FILE PHOTO: Evergreen Marine. Corp shipping containers sit stacked at the Port 2000 terminal in the Port of Le Havre, France March 14, 2017. REUTERS/Benoit Tessier/File Photo
By David Fickling (Bloomberg Gadfly) — While wedding bells have been ringing out across the global shipping industry, Taiwan’s biggest container line, Evergreen Marine Corp., has remained aloof.
If mergers currently awaiting approval go ahead, the market share of the top five container lines will rise to 60 percent, from about 49 percent 18 months ago. With the last of the big marriages imminent, Evergreen looks like it’s being left at the altar.
State-owned Cosco Shipping Holdings Co. plans to buy Hong Kong’s Orient Overseas Container Line Co., or OOCL, for at least $4 billion in a deal that could be reached as early as July, the Wall Street Journal reported Wednesday, citing people it didn’t identify.
Such a transaction would hardly be a surprise: While a spokesperson for OOCL said the company wasn’t aware of a bid, Gadfly was predicting it six months ago. Still, this would cement a stark reversal of fortunes for Greater China’s shipping lines.
When the current round of M&A was kicked off last December with CMA CGM SA’s takeover of Singapore’s Neptune Orient Lines Ltd., Evergreen was Asia’s biggest box carrier and was fighting Hapag-Lloyd AG for the title of fourth-biggest globally, with capacity of about 936,000 TEUs, or 20-foot equivalent units. It’s been overtaken by both Cosco and the merged group that comprises Japan’s three major container lines, and its 1 million TEUs are now sufficient to make it only the seventh-biggest worldwide.

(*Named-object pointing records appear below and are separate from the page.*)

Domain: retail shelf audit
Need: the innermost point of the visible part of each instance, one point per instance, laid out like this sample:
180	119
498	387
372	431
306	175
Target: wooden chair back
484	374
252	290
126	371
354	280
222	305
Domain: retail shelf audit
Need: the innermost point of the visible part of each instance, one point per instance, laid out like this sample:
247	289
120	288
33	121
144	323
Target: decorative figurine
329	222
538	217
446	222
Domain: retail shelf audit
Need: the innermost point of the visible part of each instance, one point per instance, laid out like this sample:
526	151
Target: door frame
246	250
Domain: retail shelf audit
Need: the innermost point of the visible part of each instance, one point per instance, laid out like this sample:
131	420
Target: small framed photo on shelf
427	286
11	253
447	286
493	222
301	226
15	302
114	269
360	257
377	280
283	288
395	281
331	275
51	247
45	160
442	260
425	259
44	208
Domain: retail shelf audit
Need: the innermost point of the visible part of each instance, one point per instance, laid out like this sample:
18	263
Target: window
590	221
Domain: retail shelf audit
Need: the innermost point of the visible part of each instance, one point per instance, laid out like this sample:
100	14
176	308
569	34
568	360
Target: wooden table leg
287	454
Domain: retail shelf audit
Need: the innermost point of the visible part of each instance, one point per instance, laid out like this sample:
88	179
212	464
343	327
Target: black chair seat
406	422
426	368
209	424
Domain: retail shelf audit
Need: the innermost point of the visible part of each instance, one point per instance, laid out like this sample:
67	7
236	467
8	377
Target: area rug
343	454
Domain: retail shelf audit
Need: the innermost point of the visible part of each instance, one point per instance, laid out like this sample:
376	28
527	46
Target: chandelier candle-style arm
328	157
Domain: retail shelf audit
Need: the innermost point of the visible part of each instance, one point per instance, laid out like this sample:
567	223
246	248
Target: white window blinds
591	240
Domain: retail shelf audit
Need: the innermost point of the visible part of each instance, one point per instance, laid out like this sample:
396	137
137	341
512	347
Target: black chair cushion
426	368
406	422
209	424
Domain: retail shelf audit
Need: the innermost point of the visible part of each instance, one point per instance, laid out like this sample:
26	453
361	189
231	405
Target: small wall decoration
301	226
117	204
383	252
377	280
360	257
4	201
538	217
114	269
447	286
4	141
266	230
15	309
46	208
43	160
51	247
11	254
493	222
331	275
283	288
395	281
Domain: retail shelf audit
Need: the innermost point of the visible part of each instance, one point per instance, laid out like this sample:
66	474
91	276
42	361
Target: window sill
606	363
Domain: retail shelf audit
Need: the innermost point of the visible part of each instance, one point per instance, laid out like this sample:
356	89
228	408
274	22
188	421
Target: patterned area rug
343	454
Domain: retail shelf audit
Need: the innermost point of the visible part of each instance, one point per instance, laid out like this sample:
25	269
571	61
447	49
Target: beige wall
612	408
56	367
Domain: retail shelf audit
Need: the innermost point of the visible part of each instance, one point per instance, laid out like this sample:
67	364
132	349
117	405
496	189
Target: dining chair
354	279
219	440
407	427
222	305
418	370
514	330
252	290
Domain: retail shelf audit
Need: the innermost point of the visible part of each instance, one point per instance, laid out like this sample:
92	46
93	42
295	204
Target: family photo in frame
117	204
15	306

Single life has its advantages, though. Cosco, Evergreen and OOCL are all members of the Ocean Alliance, a grouping that pools its ships and allows customers a greater range of destinations and frequency. As a result, Evergreen gets some of the scale and revenue advantages of a formal merger without requiring a full-blown commitment.
There are other pluses. The entire shipping industry has benefited from the fashion for M&A over the past 18 months or so. Drewry’s weighted average of east-west container freight rates has risen 44 percent over the past year, to $1,464 from $1,020 per 40-foot box. Price volatility has dropped, too, as consolidating groups got a better handle on supply and demand.

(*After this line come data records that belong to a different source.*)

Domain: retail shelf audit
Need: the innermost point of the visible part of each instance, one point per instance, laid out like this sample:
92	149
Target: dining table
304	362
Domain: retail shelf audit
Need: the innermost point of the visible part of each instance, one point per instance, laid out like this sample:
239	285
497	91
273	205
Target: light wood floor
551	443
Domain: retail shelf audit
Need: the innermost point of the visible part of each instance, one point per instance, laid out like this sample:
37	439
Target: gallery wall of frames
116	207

Drewry gauge of east-west container rates, 12 months: +44%
Only the companies actually doing the deals have paid for this improvement, though. Evergreen’s NT$43.1 billion ($1.4 billion) net debt load — about 80 percent of the value of its equity — means it would probably have struggled to afford OOCL’s dowry. The debt may also have saved the company from a government-brokered shotgun marriage with Taiwan’s other big shipping line, Yang Ming Marine Transport Corp., which has failed to make more than a peppercorn profit since 2010 and has net debt at an eye-watering 482 percent of equity.
When the dust has settled on the container-shipping industry, Evergreen may have lost market share but it will remain a major player, and will have spared itself an expensive shopping spree. Wedding bells are all very well, but there are perks to being a wallflower.
This column does not necessarily reflect the opinion of Bloomberg LP and its owners.